La Germania, la Francia e l’Italia guidano un cambiamento sostanziale sulla gestione dei cittadini comunitari ed extra-comunitari da parte degli stati membri.
I rimpatri di rom, volontari o forzati che siano, rappresentano il nodo della crisi politica UE.
Dopo le centinaia di rimpatri di rom da parte della Francia, ecco il rimpatrio di ben diecimila rom da parte della Germania.
Ed il ministro dell’Interno italiano on. Roberto Maroni, prepara il piano italiano di rimpatrio.
Alla Commissione Europea non resta che decidere se dare battaglia al nucleo storico dei paesi fondanti l’Unione Europea oppure se seguire questa strada intrapresa da Germania, Francia ed Italia e governarla, in qualche modo.
La crisi è profonda e questo braccio di ferro porterà a conseguenze rilevanti nel futuro politico europeo.

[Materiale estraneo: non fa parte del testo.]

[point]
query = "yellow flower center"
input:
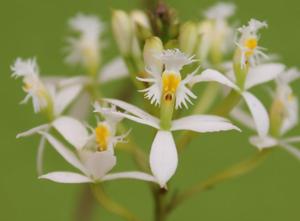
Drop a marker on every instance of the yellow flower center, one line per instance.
(170, 82)
(102, 135)
(251, 45)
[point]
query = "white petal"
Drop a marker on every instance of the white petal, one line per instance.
(65, 97)
(263, 73)
(72, 130)
(129, 175)
(163, 157)
(243, 117)
(292, 139)
(133, 110)
(213, 75)
(40, 155)
(263, 142)
(66, 177)
(97, 163)
(258, 112)
(115, 69)
(68, 155)
(291, 149)
(203, 123)
(34, 130)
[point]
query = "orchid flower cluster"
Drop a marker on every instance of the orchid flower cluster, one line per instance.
(165, 61)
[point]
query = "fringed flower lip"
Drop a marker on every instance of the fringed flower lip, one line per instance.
(256, 76)
(163, 154)
(169, 80)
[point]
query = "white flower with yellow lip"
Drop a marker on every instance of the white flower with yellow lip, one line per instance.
(92, 156)
(85, 50)
(163, 154)
(168, 83)
(285, 105)
(248, 42)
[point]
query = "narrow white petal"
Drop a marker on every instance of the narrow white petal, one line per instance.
(134, 110)
(292, 139)
(115, 69)
(98, 163)
(291, 149)
(258, 112)
(40, 156)
(243, 117)
(263, 73)
(163, 157)
(203, 123)
(68, 155)
(34, 130)
(65, 97)
(66, 177)
(263, 142)
(72, 130)
(216, 76)
(129, 175)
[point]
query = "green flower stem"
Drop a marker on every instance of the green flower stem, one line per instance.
(232, 172)
(222, 110)
(111, 205)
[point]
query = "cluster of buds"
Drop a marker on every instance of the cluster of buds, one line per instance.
(165, 59)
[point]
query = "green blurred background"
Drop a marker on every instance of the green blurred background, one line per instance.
(38, 28)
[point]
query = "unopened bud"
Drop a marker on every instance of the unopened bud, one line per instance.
(153, 47)
(123, 31)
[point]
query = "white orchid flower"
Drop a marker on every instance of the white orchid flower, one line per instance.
(85, 50)
(257, 75)
(163, 154)
(167, 84)
(43, 94)
(248, 43)
(286, 107)
(92, 156)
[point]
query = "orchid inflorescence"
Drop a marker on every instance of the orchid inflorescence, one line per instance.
(165, 60)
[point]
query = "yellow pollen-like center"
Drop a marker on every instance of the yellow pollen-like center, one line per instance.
(170, 82)
(102, 135)
(251, 45)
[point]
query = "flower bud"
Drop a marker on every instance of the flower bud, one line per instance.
(122, 29)
(153, 47)
(188, 38)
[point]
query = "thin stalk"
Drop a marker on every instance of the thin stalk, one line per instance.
(111, 205)
(232, 172)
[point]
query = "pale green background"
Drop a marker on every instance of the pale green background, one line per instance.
(37, 28)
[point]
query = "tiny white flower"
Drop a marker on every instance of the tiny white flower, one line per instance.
(257, 75)
(248, 42)
(85, 50)
(95, 162)
(289, 104)
(168, 84)
(163, 154)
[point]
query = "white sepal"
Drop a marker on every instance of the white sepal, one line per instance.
(213, 75)
(129, 175)
(163, 157)
(263, 142)
(203, 123)
(72, 130)
(263, 73)
(258, 112)
(33, 131)
(66, 177)
(114, 70)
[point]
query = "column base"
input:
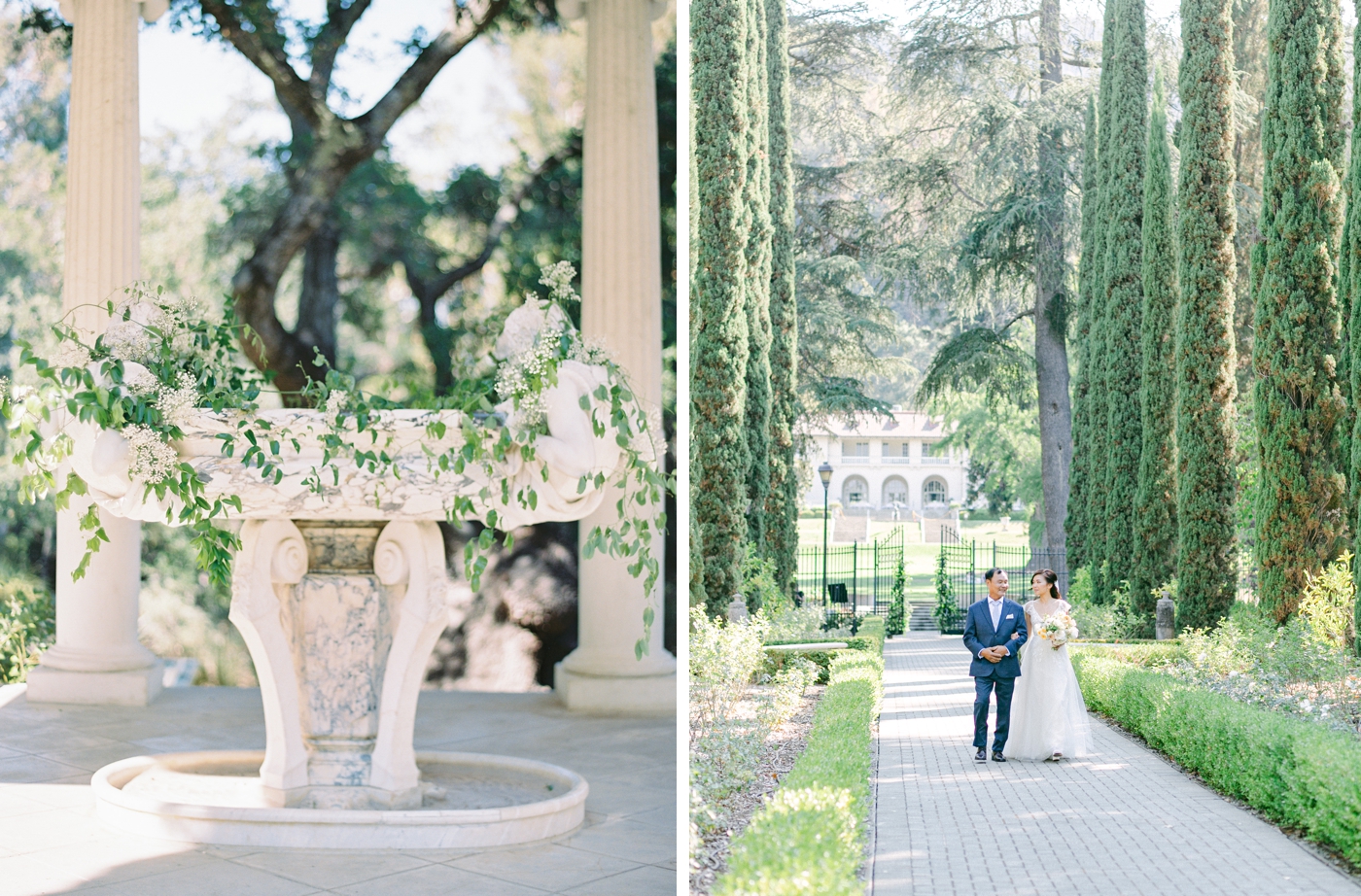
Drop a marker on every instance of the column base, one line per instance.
(640, 695)
(129, 687)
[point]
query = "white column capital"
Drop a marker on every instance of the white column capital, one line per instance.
(149, 10)
(574, 10)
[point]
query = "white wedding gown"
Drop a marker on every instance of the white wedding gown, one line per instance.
(1048, 714)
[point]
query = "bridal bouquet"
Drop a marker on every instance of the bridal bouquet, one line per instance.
(1058, 630)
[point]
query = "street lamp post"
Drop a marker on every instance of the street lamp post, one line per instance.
(825, 474)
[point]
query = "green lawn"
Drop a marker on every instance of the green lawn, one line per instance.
(921, 559)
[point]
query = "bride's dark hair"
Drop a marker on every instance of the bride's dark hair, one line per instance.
(1051, 579)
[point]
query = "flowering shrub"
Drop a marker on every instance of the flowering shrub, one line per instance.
(160, 362)
(27, 627)
(731, 714)
(1293, 670)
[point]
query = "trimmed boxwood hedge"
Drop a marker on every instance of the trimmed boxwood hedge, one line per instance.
(1297, 773)
(810, 837)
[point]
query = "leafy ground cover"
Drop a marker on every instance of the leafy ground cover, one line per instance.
(27, 626)
(810, 835)
(734, 708)
(1297, 773)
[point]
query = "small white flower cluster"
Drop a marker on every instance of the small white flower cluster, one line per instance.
(558, 279)
(153, 460)
(177, 405)
(71, 354)
(516, 374)
(588, 351)
(139, 381)
(126, 340)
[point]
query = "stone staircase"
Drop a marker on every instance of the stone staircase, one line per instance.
(851, 528)
(922, 619)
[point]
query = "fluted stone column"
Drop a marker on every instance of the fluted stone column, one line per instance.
(97, 657)
(621, 306)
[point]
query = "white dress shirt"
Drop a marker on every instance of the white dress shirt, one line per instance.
(995, 610)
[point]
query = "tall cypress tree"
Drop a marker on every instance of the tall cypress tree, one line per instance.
(718, 314)
(1079, 474)
(783, 503)
(757, 275)
(1349, 285)
(1125, 285)
(1154, 506)
(1296, 396)
(1096, 400)
(1206, 562)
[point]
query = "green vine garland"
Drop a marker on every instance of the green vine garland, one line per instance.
(162, 361)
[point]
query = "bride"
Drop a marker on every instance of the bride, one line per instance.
(1048, 717)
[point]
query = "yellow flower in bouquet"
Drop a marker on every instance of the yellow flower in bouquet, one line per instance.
(1058, 630)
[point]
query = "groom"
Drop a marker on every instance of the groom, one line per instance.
(994, 633)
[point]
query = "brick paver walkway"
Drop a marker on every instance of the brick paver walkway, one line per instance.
(1120, 821)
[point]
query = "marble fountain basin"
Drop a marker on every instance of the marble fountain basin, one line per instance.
(470, 800)
(340, 596)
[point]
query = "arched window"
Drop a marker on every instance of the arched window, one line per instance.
(935, 493)
(855, 491)
(894, 493)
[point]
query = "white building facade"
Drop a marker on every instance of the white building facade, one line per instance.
(888, 464)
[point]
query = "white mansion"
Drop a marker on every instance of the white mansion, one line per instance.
(884, 464)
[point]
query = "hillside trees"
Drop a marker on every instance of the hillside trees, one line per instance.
(995, 176)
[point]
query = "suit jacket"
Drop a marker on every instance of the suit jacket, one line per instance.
(979, 634)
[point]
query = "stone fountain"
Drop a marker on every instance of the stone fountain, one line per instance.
(340, 596)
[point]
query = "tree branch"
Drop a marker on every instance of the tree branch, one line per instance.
(256, 36)
(376, 122)
(340, 20)
(428, 292)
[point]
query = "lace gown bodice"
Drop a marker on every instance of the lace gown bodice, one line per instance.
(1048, 714)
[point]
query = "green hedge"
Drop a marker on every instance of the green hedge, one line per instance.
(1140, 654)
(1297, 773)
(809, 838)
(870, 640)
(870, 636)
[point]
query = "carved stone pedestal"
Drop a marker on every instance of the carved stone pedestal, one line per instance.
(340, 619)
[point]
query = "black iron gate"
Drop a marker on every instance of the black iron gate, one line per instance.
(961, 569)
(859, 575)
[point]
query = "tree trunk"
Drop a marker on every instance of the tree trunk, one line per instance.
(316, 329)
(1051, 354)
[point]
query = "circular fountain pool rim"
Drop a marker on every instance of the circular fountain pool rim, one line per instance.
(337, 828)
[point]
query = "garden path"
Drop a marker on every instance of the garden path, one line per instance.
(1119, 821)
(51, 841)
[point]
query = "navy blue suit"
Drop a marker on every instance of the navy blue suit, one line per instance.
(989, 676)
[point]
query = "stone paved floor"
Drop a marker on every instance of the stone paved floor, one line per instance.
(51, 841)
(1120, 821)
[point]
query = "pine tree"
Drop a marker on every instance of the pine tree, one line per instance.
(757, 278)
(1125, 285)
(1079, 470)
(783, 503)
(1096, 398)
(1154, 507)
(718, 314)
(1206, 562)
(1296, 396)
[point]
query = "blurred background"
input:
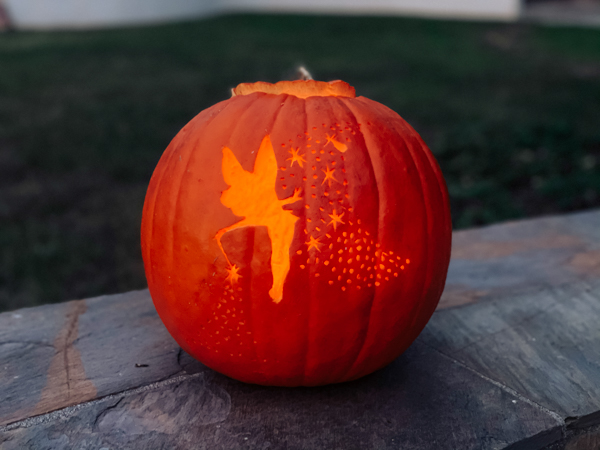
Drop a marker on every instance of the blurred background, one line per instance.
(506, 93)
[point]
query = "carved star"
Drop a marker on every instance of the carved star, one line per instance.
(232, 274)
(313, 243)
(328, 175)
(335, 219)
(296, 157)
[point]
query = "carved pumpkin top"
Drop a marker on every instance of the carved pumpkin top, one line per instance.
(299, 88)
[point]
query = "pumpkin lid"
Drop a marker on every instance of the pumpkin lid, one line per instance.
(299, 88)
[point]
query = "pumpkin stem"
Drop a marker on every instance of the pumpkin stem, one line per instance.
(304, 74)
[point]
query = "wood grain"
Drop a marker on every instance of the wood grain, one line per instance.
(511, 359)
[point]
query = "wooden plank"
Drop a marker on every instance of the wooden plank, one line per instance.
(544, 345)
(422, 401)
(521, 257)
(508, 284)
(59, 355)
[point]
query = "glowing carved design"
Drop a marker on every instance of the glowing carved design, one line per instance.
(335, 219)
(252, 195)
(313, 243)
(328, 175)
(296, 157)
(232, 274)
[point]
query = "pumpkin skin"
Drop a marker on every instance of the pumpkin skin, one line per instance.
(296, 235)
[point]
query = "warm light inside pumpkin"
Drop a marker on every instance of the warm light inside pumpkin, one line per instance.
(253, 196)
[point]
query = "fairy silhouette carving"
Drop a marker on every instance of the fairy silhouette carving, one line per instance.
(252, 195)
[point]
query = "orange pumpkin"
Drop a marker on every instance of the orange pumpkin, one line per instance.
(296, 235)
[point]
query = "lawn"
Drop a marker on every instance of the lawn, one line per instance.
(511, 111)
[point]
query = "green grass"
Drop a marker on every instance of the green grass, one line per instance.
(511, 112)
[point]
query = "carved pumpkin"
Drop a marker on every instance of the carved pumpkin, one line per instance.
(296, 235)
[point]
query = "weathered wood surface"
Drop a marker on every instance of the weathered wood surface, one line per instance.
(511, 359)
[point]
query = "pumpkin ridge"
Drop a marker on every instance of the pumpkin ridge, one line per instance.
(427, 156)
(310, 297)
(345, 105)
(374, 291)
(427, 239)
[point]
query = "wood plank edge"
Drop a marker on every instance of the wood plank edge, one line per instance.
(69, 411)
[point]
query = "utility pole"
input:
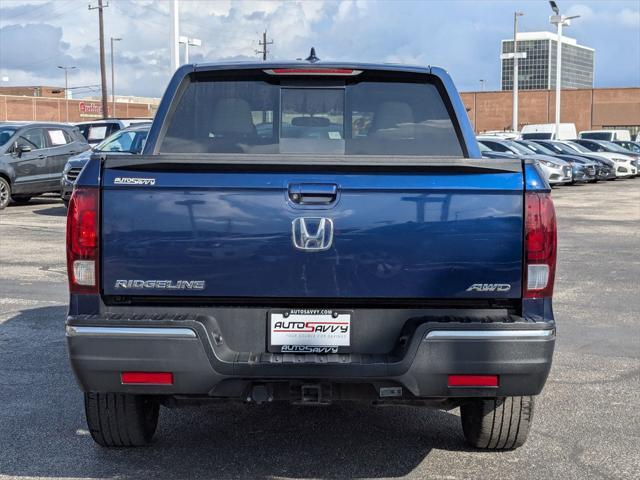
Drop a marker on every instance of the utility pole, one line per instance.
(264, 44)
(113, 78)
(66, 87)
(103, 72)
(175, 35)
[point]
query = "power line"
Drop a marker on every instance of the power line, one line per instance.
(28, 11)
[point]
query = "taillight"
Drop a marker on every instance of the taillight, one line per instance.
(83, 240)
(540, 245)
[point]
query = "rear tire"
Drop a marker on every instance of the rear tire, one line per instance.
(497, 423)
(5, 193)
(121, 420)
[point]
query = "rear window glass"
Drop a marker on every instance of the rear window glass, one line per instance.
(263, 117)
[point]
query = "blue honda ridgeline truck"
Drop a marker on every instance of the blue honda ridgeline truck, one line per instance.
(311, 233)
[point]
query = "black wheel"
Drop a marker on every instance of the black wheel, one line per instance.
(121, 420)
(20, 199)
(497, 423)
(5, 193)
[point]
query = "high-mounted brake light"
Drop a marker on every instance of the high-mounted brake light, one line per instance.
(314, 71)
(540, 245)
(83, 240)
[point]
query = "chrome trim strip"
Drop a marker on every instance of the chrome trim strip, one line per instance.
(142, 332)
(488, 334)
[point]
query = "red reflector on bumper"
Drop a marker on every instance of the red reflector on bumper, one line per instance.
(473, 380)
(147, 378)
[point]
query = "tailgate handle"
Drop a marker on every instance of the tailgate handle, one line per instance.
(313, 193)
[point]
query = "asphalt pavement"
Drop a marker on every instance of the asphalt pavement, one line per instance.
(586, 423)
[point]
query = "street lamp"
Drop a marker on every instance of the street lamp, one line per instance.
(515, 56)
(113, 78)
(194, 42)
(559, 21)
(66, 88)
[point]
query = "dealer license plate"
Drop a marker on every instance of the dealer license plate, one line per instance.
(309, 331)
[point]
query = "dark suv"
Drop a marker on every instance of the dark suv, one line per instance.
(32, 157)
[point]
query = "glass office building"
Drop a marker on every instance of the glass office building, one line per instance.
(538, 70)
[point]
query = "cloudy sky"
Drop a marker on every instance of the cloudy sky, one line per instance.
(461, 35)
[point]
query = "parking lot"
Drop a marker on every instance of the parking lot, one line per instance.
(587, 422)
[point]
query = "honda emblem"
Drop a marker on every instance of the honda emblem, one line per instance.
(312, 234)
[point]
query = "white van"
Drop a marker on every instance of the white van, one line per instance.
(609, 135)
(547, 131)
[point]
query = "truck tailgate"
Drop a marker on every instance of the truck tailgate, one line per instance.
(348, 234)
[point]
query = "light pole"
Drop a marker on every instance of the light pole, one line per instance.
(559, 21)
(113, 79)
(66, 88)
(515, 56)
(194, 42)
(514, 122)
(175, 32)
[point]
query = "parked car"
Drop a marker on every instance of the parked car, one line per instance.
(606, 169)
(95, 131)
(609, 135)
(583, 170)
(629, 145)
(556, 171)
(547, 131)
(129, 141)
(32, 157)
(628, 161)
(366, 267)
(621, 163)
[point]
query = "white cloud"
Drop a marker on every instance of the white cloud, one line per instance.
(462, 36)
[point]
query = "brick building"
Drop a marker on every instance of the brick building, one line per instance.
(52, 109)
(590, 108)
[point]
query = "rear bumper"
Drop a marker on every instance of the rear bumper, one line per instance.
(202, 365)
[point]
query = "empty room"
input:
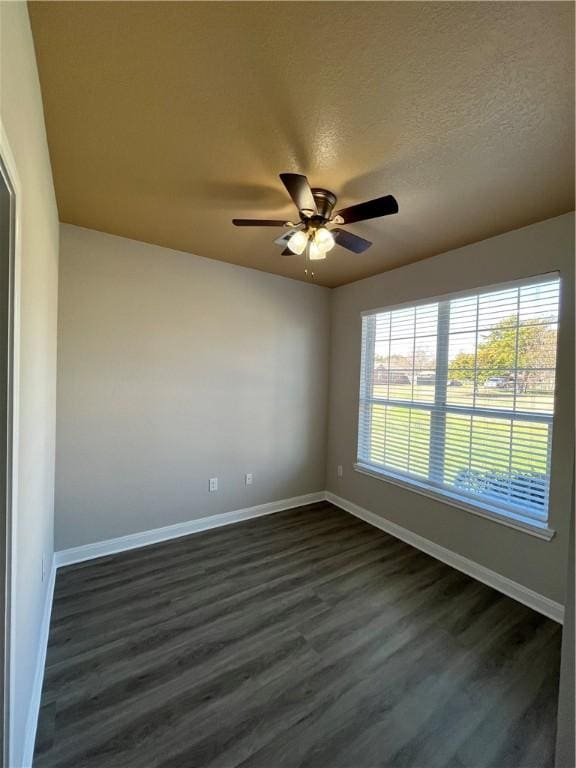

Conseguenze che potrebbero portare ad un cambiamento di indirizzo politico nelle politiche della gestione dei flussi migratori, compresi quei flussi che portano nei paesi europei migliaia di soggetti che inneggiano alla morte della democrazia, alla fine del concetto di libertà occidentale, a quei flussi che si introducono in europa al solo fine di snaturarne storia e cultura, invaderne popoli e territori, poichè è ben chiaro che è l’odio ed è il razzismo a muoverne i passi.
L’odio Viscerale per ogni libertà individuale ed il razzismo xenofobo avverso ogni condizione umana che sia differente dalla loro e disegnata per loro dalla loro cultura e dalla loro religione.
E questo cambiamento di indirizzo politico nei confronti di questa brutale invasione di gente che rifiuta la civiltà che li ospita, rifiuta ogni integrazione con la civiltà europea ed occidentale, rifiuta, odia ed avversa gni modello e stile di vita differente dal proprio, ebbene, questo cambiamento, è già in atto.
La posta in gioco è molto più alta di quanto non possa apparire ed i paesi membri dell’europa attuano semplicemente una naturale difesa da quegli attacchi che ne minano l’attuale esistenza e la futura sopravvivenza.